Leadership Insight Series

Imposter Syndrome

Emotional Intelligence

I have written eleven books, but each time I think, 'uh oh, they're going to find out now.'

Maya Angelou

In 1978, psychologists Pauline Clance and Suzanne Imes identified a pattern they called the imposter phenomenon: "a persistent internal experience of intellectual fraudulence despite external evidence of competence." In plain language this is the feeling that you don't actually deserve to be here, and that it's only a matter of time before someone notices.

Clance and Imes first identified it in high achievers, and it appears with particular frequency in people who have risen quickly or operate in high-stakes environments. It is why so many leaders carry it quietly and alone.

HOW IT SHOWS UP
01
The Perfectionist
Sets impossibly high standards. One flaw in an otherwise strong performance becomes evidence of inadequacy.
02
The Soloist
Refuses help. Asking for support would reveal that they can't do it alone — which would confirm the fear.
03
The Expert
Believes they should know everything before starting. Constantly pursues more credentials, more preparation.

The Natural Genius: Judges competence by ease, not effort. Anything that requires struggle is proof they're not truly capable.

The Superhero: Works harder than everyone to compensate for feeling less than everyone. The effort is the cover.

Every promotion, every stretch role, every new level of responsibility creates a new gap between what you've done before and what's now required. For most people, that gap is temporary and they grow into it. For someone with imposter syndrome, the gap is permanent evidence that they were never qualified to begin with.

Carol Dweck's research on fixed mindset is relevant here. When competence is experienced as a fixed trait rather than a developing one, each new challenge feels like a referendum on whether you have it or you don't.
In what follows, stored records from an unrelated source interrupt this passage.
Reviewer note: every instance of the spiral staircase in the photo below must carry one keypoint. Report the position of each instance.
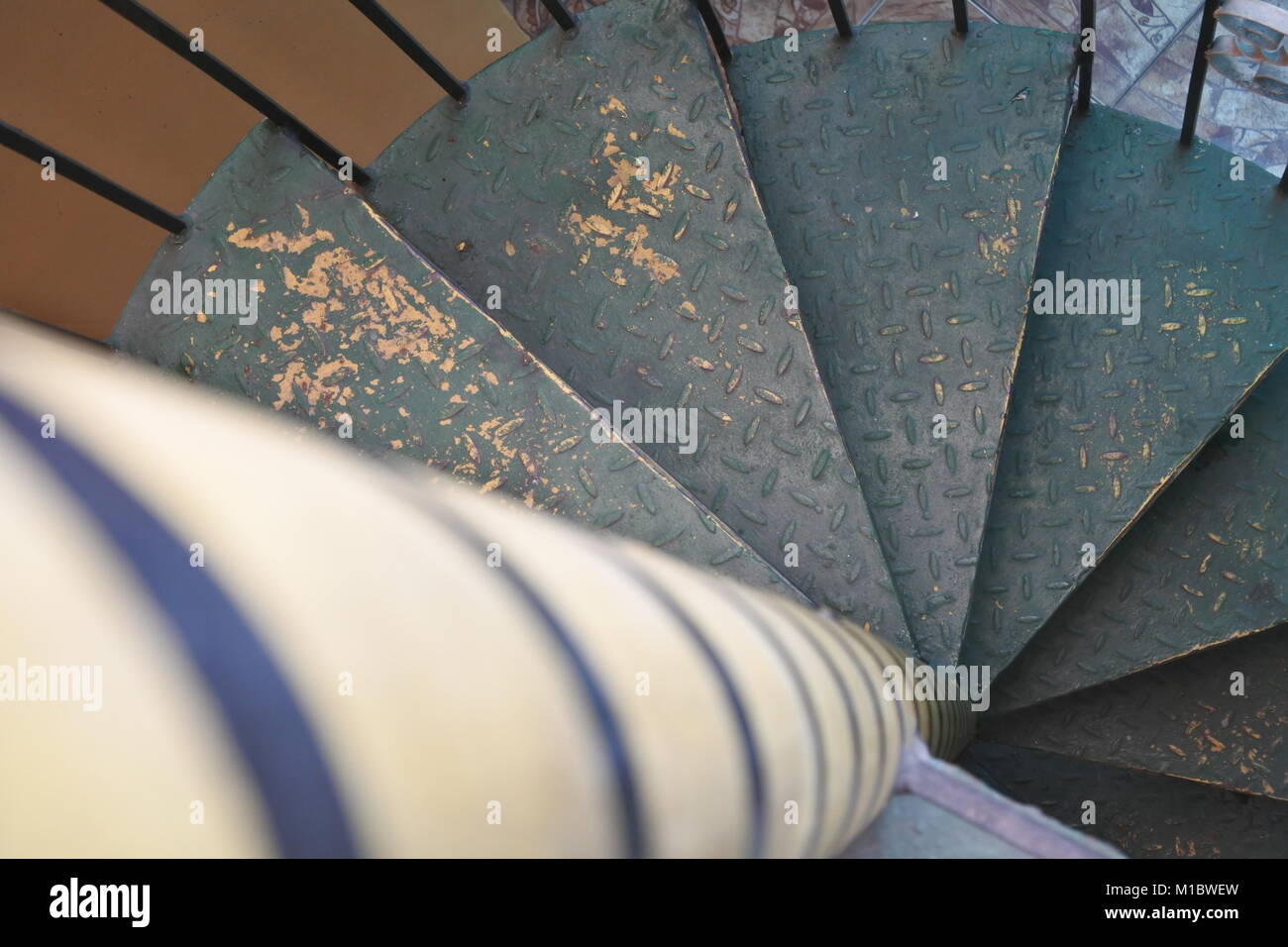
(825, 247)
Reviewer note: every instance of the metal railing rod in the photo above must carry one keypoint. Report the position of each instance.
(559, 14)
(841, 18)
(391, 29)
(1086, 56)
(178, 43)
(715, 30)
(1198, 73)
(17, 140)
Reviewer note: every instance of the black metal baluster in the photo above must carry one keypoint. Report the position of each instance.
(378, 16)
(18, 141)
(559, 14)
(715, 30)
(1198, 75)
(841, 18)
(178, 43)
(1086, 55)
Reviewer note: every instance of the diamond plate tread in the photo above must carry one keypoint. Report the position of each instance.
(662, 292)
(1207, 564)
(1179, 719)
(913, 290)
(353, 322)
(1104, 415)
(1144, 814)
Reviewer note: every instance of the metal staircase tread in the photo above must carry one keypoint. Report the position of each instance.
(1144, 814)
(1104, 414)
(913, 289)
(660, 291)
(355, 326)
(1206, 565)
(1216, 716)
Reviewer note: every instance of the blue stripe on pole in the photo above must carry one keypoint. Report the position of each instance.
(267, 723)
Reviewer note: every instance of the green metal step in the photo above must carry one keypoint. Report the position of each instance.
(912, 286)
(1218, 716)
(1104, 414)
(353, 324)
(1207, 564)
(662, 291)
(1144, 814)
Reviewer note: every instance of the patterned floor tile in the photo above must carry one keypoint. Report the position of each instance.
(1236, 120)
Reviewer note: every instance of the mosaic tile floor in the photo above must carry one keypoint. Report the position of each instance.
(1142, 59)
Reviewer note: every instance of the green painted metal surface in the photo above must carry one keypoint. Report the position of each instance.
(1218, 716)
(1104, 415)
(662, 290)
(353, 325)
(1144, 814)
(912, 287)
(1206, 564)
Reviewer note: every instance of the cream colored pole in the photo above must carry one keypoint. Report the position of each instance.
(220, 635)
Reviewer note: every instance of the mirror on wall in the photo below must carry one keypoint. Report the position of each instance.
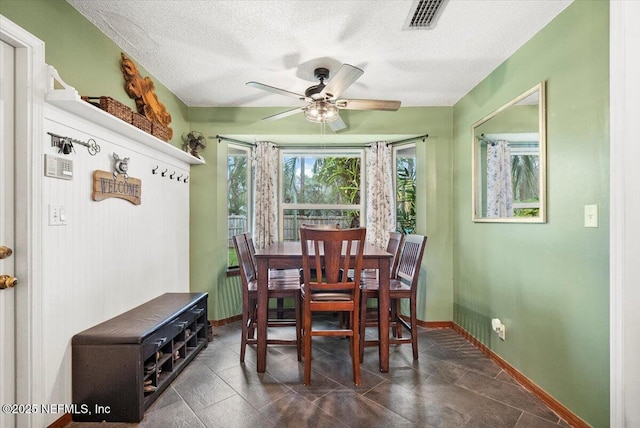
(509, 168)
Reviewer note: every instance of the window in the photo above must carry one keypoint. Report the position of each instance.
(320, 188)
(239, 192)
(525, 179)
(405, 185)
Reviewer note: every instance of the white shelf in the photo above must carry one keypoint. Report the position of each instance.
(69, 100)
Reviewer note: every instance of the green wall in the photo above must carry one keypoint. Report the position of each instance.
(84, 57)
(548, 283)
(209, 192)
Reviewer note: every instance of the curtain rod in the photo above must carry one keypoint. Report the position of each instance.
(233, 140)
(423, 137)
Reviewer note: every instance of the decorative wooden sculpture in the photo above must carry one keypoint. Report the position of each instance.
(143, 91)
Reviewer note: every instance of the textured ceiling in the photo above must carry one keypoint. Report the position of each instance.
(205, 51)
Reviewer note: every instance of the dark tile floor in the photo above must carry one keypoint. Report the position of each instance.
(452, 384)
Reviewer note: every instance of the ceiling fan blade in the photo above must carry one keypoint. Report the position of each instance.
(275, 90)
(337, 125)
(284, 114)
(344, 77)
(388, 105)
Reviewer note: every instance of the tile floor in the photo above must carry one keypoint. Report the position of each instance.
(452, 384)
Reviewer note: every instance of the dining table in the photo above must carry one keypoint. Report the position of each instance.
(288, 255)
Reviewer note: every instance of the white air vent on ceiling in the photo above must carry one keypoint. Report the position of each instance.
(424, 13)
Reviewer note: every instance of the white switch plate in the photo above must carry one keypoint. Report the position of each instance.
(590, 216)
(57, 215)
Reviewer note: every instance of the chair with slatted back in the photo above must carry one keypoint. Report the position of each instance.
(369, 315)
(280, 274)
(331, 251)
(403, 285)
(393, 245)
(283, 287)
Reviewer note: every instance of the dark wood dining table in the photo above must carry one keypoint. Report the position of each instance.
(288, 255)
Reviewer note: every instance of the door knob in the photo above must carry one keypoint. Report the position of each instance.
(5, 252)
(7, 281)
The high performer who has always had it is most threatened by the possibility that they've finally reached the edge of it.

Imposter syndrome is exhausting to maintain. The constant monitoring, the overpreparation, the reluctance to claim credit, it consumes cognitive and emotional resources that belong elsewhere. Leaders carrying it tend to play smaller than their actual capability, avoid visibility, and undersell their teams' work along with their own.

The quieter cost is that it keeps the leader in their own head. Someone preoccupied with whether they belong has less capacity to focus on the people they lead. The internal noise drowns out the signals that actually matter.

Separate the feeling from the evidence.

When the thought arrives — I don't belong here, they're going to find me out, I'm not qualified for this — ask: What is the actual evidence for this thought? This is not to dismiss the feeling but to examine it. Imposter syndrome confuses internal experience with external reality. The feeling of not belonging is not proof of not belonging. It is merely a thought and thoughts can be examined. Maya Angelou wrote eleven books and still felt it. The feeling is not the verdict!